Advertisement

Nurses at King Hospital Agree to Return to Work

Share
TIMES STAFF WRITER

Nurses staging a wildcat sickout at Martin Luther King Jr./Drew Medical Center agreed to return to work today after hospital officials said they would relieve them of the responsibility of caring for overflow emergency room patients.

Ten of 17 nurses assigned to the county hospital’s busy emergency room had staged a sickout since Monday to protest working conditions.

Hospital spokeswoman Patricia Fullenweider said the nurses were expected to report as scheduled for all shifts today. The agreement was reached after six hours of negotiations between emergency room nurses and hospital administrators.

Advertisement

The nurses had protested that they were overburdened by the responsibility for overflow patients who were not suffering trauma, but were only in the emergency room while they waited for a bed to become available in the main hospital. The back-to-work agreement was accompanied by a plan to continue talks today on other outstanding issues.
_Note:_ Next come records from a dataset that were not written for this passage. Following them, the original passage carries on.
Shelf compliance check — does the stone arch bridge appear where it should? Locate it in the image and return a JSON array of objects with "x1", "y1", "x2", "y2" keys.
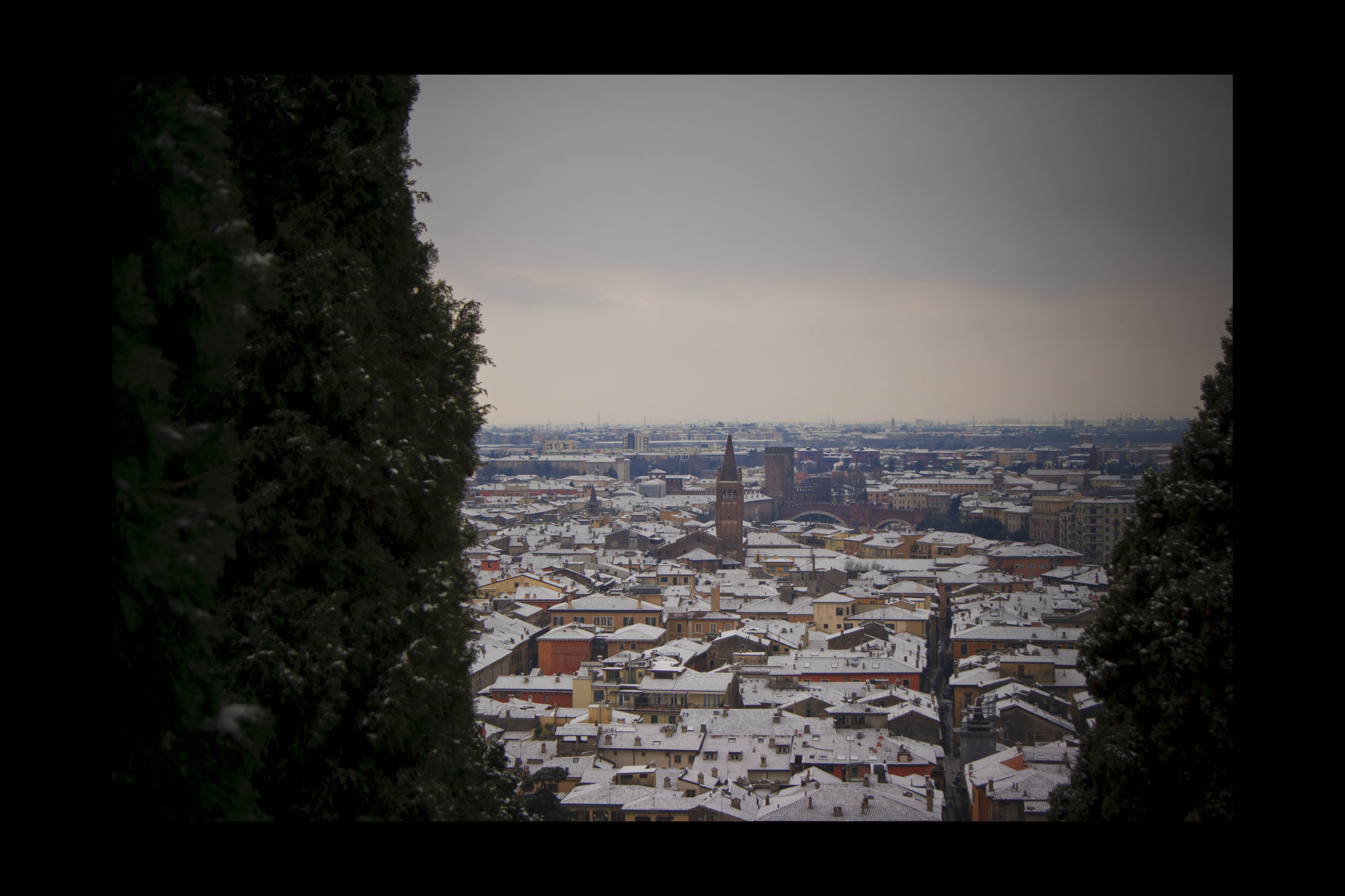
[{"x1": 776, "y1": 504, "x2": 925, "y2": 529}]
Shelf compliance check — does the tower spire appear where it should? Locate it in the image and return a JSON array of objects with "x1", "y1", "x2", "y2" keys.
[{"x1": 719, "y1": 432, "x2": 739, "y2": 480}]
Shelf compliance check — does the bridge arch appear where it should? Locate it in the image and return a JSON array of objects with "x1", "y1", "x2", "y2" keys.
[{"x1": 785, "y1": 511, "x2": 850, "y2": 527}]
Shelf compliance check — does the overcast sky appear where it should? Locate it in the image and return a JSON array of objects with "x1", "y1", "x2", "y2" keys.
[{"x1": 410, "y1": 77, "x2": 1232, "y2": 424}]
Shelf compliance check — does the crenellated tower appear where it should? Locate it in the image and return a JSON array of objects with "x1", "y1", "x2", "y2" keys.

Fullenweider said a general nursing shortage at the hospital led administrators several months ago to close two adult patient units totaling about 60 beds. That, she said, made it more difficult to move patients out of the emergency area and into rooms. Until the patients were moved, they remained under the care of emergency room nurses, in effect doubling their workload.

When the units were closed, the hospital implemented a policy relieving emergency room doctors of the responsibility for the waiting patients. This made the patients the responsibility of doctors on the medical and surgical floors to which the patients were assigned. The policy failed, however, to also shift the nursing responsibilities to nurses on those floors, Fullenweider said.

Aside from that issue, nurses also believe the emergency room is chronically understaffed, according to Craig Howard, who works the day shift. He said hospital staffing standards require Martin Luther King’s emergency room to have 14 registered nurses per shift. But it has only 17 nurses for all three shifts, he said.

“We want to give the best care that we can to our patients, but sometimes we just can’t give them the quality,” said Ethel Edmond, another registered nurse.